Wyburn-Mason Syndrome Clinical Presentation
- Author: Andrew G Lee, MD; Chief Editor: Hampton Roy, Sr, MD more...
Neurologic symptoms of Wyburn-Mason syndrome (WMS) are extremely variable and depend on the size, location, and configuration of the central nervous system (CNS) AVM. Mental status or neuropsychiatric changes, headaches, seizures, stroke, hemiparesis, visual-field abnormalities (homonymous hemianopia), subarachnoid hemorrhage, intracerebral hemorrhages, increased intracranial pressure (papilledema), cranial neuropathies, and/or hydrocephalus may occur. Extracranial AVMs may manifest as potentially life-threatening oral hemorrhages or epistaxis.
Similarly, neuro-ophthalmic signs symptoms due to retinal AVM are related to AVM size, extent, and location. Small AVMs may produce no visual symptoms, whereas larger AVMs may lead to profound vision loss. These signs and symptoms include retinal and vitreous hemorrhages, retinal detachment, venous occlusive disease (and secondary risk of rubeosis iridis and secondary glaucoma), optic disc edema, or optic atrophy. Intracranial AVMs may produce secondary neuro-ophthalmic manifestations, including papilledema, pupillary changes, homonymous hemianopia, ptosis, proptosis, gaze paresis, cranial nerve palsies, strabismus, nystagmus, and, in childhood, superimposed amblyopia.[4, 5, 6, 7, 8, 9]
Associated intracranial AVMs are more commonly found in patients with large, racemose retinal vascular anastomoses. CNS vascular lesions are typically ipsilateral to the involved eye, and they frequently involve the midbrain.[4, 10, 11] In some cases, retinal lesions may result from an extension of an intracranial vessel malformation, extending anteriorly along the visual pathway, through the optic foramen, and along the optic nerve to the retina.
The ophthalmoscopic appearance of the retinal AVM may vary from small, abnormal vessel communications to extensive racemose involvement of the entire fundus. Retinal AVMs typically appear as dilated and tortuous retinal vessels extending from the optic disc to the retinal periphery, resembling a “bag of worms.” Also referred to as cirsoid aneurysm, arteriovenous aneurysm, arteriovenous communication of the retina, racemose hemangioma, and arteriovenous varix, these abnormal retinal vessels typically remain stable and do not demonstrate leakage on fluorescein angiography (FA). Associated ocular complications have been reported.

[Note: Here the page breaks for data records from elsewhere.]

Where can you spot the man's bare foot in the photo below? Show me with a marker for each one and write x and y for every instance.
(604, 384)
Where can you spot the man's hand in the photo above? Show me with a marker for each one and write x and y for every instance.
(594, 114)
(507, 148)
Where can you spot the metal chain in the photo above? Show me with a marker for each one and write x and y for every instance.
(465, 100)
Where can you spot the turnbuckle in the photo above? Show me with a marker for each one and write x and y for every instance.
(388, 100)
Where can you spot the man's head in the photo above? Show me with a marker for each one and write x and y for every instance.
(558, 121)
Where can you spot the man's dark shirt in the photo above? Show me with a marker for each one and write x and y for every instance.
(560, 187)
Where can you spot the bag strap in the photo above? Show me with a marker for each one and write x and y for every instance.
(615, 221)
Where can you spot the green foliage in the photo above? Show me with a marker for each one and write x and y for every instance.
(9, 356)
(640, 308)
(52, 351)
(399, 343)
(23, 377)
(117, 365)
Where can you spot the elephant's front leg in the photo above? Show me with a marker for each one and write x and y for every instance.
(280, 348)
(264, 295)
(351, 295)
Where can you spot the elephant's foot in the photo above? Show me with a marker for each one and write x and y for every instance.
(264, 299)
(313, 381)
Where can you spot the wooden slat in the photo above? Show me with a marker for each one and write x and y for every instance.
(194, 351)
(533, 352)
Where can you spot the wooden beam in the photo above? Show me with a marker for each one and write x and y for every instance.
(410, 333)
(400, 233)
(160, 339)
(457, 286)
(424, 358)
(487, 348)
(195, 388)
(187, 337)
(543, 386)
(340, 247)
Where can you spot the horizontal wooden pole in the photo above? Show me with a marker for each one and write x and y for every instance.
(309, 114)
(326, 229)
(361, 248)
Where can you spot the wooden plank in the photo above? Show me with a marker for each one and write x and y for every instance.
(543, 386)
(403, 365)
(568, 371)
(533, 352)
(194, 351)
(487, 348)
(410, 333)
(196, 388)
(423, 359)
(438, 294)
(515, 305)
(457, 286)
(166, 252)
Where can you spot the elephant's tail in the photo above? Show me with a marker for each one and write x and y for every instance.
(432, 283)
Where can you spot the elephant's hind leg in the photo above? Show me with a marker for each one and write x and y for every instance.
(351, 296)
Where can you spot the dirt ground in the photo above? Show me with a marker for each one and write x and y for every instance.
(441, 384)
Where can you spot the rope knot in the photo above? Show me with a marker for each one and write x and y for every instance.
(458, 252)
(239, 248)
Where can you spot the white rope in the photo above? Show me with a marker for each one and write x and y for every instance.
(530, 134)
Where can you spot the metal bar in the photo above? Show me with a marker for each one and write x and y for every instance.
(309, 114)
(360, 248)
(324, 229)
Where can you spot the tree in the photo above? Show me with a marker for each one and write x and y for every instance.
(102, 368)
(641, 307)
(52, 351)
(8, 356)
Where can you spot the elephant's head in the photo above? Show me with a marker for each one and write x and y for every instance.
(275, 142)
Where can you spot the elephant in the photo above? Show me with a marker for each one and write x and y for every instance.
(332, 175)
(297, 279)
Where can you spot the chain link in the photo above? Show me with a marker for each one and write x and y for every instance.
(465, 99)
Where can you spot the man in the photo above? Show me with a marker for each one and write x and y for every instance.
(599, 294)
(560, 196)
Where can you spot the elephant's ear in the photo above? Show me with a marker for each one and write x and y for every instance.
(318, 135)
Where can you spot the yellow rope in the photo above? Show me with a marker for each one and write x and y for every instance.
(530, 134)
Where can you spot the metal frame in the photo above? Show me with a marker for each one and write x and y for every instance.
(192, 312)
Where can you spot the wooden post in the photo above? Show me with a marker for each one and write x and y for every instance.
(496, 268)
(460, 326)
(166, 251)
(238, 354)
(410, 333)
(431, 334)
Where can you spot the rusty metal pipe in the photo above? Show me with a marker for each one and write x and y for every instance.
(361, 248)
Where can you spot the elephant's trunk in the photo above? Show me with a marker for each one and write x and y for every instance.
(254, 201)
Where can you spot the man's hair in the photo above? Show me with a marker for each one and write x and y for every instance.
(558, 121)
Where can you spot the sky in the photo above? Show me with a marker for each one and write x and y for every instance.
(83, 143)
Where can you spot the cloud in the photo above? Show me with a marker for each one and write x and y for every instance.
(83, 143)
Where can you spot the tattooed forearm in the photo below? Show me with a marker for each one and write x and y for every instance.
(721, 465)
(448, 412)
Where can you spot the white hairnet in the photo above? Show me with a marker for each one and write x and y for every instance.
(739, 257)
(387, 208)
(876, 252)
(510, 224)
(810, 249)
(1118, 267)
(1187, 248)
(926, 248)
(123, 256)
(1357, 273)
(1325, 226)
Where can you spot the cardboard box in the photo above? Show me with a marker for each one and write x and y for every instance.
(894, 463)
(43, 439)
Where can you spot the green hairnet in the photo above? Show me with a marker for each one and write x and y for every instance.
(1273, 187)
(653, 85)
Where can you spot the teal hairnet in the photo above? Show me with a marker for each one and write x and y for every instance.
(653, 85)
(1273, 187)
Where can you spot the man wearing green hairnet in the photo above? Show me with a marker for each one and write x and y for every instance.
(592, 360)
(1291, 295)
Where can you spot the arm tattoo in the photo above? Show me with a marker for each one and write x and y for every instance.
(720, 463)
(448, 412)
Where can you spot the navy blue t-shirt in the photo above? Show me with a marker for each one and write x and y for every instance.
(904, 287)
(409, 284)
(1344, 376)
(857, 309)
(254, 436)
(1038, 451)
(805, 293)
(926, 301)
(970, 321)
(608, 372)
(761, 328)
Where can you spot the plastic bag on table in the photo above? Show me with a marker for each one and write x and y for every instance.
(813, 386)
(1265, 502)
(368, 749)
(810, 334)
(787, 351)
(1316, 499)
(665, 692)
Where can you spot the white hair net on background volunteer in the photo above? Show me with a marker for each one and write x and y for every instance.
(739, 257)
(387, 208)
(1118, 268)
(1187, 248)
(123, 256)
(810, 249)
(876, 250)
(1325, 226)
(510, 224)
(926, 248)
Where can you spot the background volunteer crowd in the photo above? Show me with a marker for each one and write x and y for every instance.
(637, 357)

Archer et al classified retinal AVMs into 3 groups, as follows:
Group I is characterized by small arteriole-venule anastomoses, which may be subtle and difficult to clinically detect. These vessels are usually isolated to a sector or quadrant of the retina.
Group II represents direct artery-to-vein communication without intervening capillary or arteriolar elements causing hyperdynamic flow through low-resistance veins. This group may represent an exaggerated form of the abnormalities included in group I and is likewise geographically segmented within the fundus. Complications can range from edema to hemorrhage.
Group III includes malformations characterized by markedly convoluted, dilated, and tortuous retinal vessels extending throughout the entire fundus, making it virtually impossible to differentiate between arterial and venous components. These eyes are usually severely vision impaired, typically leading to earlier diagnosis in childhood. Patients in this group are at higher risk for systemic vascular involvement.
Theron and coworkers reviewed 80 cases of retinal vascular anastomoses and found that 30% of these patients also had CNS AVMs, a rate that is much lower than the 81% association reported by Wyburn-Mason. Bech and Jensen believe that the original statistics from Wyburn-Mason are too high, noting that many of Wyburn-Mason's patients had no angiographic or pathologic evidence of intracranial vascular malformations. The preponderance of patients with more advanced retinal lesions in the Wyburn-Mason study may have made associated CNS lesions more likely.
Intracranial and retinal AVMs are occasionally accompanied by vascular malformations in the facial skin, oronasopharnyx, orbit, lung, and bone. Facial lesions may involve the eyelids, cheeks, forehead, and other regions. Orbital involvement can present with proptosis, which may be pulsatile and have an accompanying bruit.
The etiology of Wyburn-Mason syndrome is unknown.